LOUISVILLE, Ky. (WDRB) — Steve Coburn came to take his medicine. After going from horse racing’s favorite houseguest to one who seemed to overstay his welcome in the Triple Crown spotlight, the owner of California Chrome showed up at Churchill Downs with co-owner Perry Martin to face the music from fans.
And he faced it graciously, which is more than he could muster after his colt lost in its Belmont Stakes bid for the Triple Crown.
You know the stories, you’ve seen the video. Coburn called his opponents “cheaters’ and “cowards.” A day later, he was unapologetic, and made the unfortunate comparison of running against fresh horses in the Belmont to him playing basketball against kid in a wheelchair.
It took two days for him to finally apologize on national TV. But Coburn was contrite after he and Martin were presented with the engraved winner’s trophy for the Kentucky Derby.
He was booed — but he also was cheered. After a short on-track ceremony, he admitted to a bit of apprehension over what his reception would be.

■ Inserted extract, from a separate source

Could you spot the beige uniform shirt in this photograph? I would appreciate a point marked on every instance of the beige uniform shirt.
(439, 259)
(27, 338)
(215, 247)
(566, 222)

“I was nervous — because of what’s happened,” Coburn said, "But then when I get here and I see all these fans and our followers. I got some boos. I deserved them. Thank you for the boos. But then, we've got a tremendous fan base. They love this horse. You can hate me all you want to. But don't hate my horse, because he's the real star. … It's all about the horse, not me."
Aside from his out-of-control ranting after the Belmont, Coburn made two points during this Triple Crown attempt that are worth revisiting one more time.

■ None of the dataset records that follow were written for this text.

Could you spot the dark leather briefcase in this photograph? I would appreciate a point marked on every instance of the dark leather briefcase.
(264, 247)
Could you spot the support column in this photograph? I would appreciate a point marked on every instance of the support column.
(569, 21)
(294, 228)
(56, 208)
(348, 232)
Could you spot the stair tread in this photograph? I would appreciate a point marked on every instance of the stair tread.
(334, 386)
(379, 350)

He criticized Churchill Downs on national television for not going the extra mile from a hospitality standpoint, and that the track could learn something from how Pimlico does it.

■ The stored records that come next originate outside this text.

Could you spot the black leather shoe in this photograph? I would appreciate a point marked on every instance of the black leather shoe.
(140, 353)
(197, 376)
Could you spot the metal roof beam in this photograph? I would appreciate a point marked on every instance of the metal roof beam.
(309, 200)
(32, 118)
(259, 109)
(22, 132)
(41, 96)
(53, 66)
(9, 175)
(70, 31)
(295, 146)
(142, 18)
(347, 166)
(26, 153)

The Preakness is famous for going all-out for its horses and connections — in large part, because it has to. People just aren’t running in the Preakness anymore. It’s the Derby winner, and a bunch of also rans, in case a rare Derby horse wants to take another crack two weeks after the Run for the Roses — which is becoming increasingly less common.
The Preakness has fewer horses, which makes treating the trainers and owners right even easier.
But let’s not sit here and pretend that Churchill doesn’t have work to do in this area. This isn’t the ranting of some millionaire mad that he got the wrong color m&m’s in his bowl. Churchill has had this problem — and plenty of others.
Short fields. Increased takeout. Whatever the reasons, owners and trainers are staying away from the track in alarming numbers -- even if 21,671 showed up for Saturday's night racing card. I understand the hometown circling of the wagons when someone criticizes the home track, but amid the party and lights and music and revelry, the non-Derby portion of the home track’s schedule looks as if it’s being run into the ground.
So while I don’t think that the NBC post-race interview was necessarily the time or place for an anti-Churchill Downs rant, he’s not the first to get fed up in that area.
Second, Coburn has been making a point about the Triple Crown that many say deserves consideration — that letting fresh horses take on a Derby and Preakness winner in the Belmont isn’t fair.
I’ve thought about this a great deal over the past couple of weeks.
First, Coburn’s proposed solution is not acceptable. Every other Triple Crown winner has beaten fresh horses in the Belmont. You can’t limit the entries to the Belmont.
But beyond that, it seems to me that a change in the Triple Crown format might make the feat more difficult, not less. Would it be more fair to space the three races a month apart instead of into a five-week sprint. Probably.
But more fair doesn’t mean “easier.”
Right now, all a Kentucky Derby winner seems to need is a pulse and good health to win the Preakness. The two-week layoff seems to scare away most of the better Derby horses, and not many talented “new shooters” seem to be heading into the Preakness.
What the current set up does, in fact, is lend itself to giving the Derby winner a Triple Crown chance. You could back the Preakness up for a couple of weeks, sure. But then you’d have the Derby winner against many of the same horses he saw in the Derby when he reaches the Preakness, not just a few of them. That makes winning the Preakness harder, not easier.
The one tweak I’d be fine with is moving the Belmont back a week. A four-week layoff between Preakness and Belmont would give the Derby winner more time to recover, and to be ready for the task before him in the Belmont. There is precedent. Citation got four weeks between the Preakness and Belmont in 1948. I don’t hear anybody questioning his credentials.
Everybody has a little Coburn fatigue at the moment. But in becoming the sport’s main talking point, he foiled PETA’s efforts this season, and shook the dust off an old debate, though Triple Crown changes still ought to wait.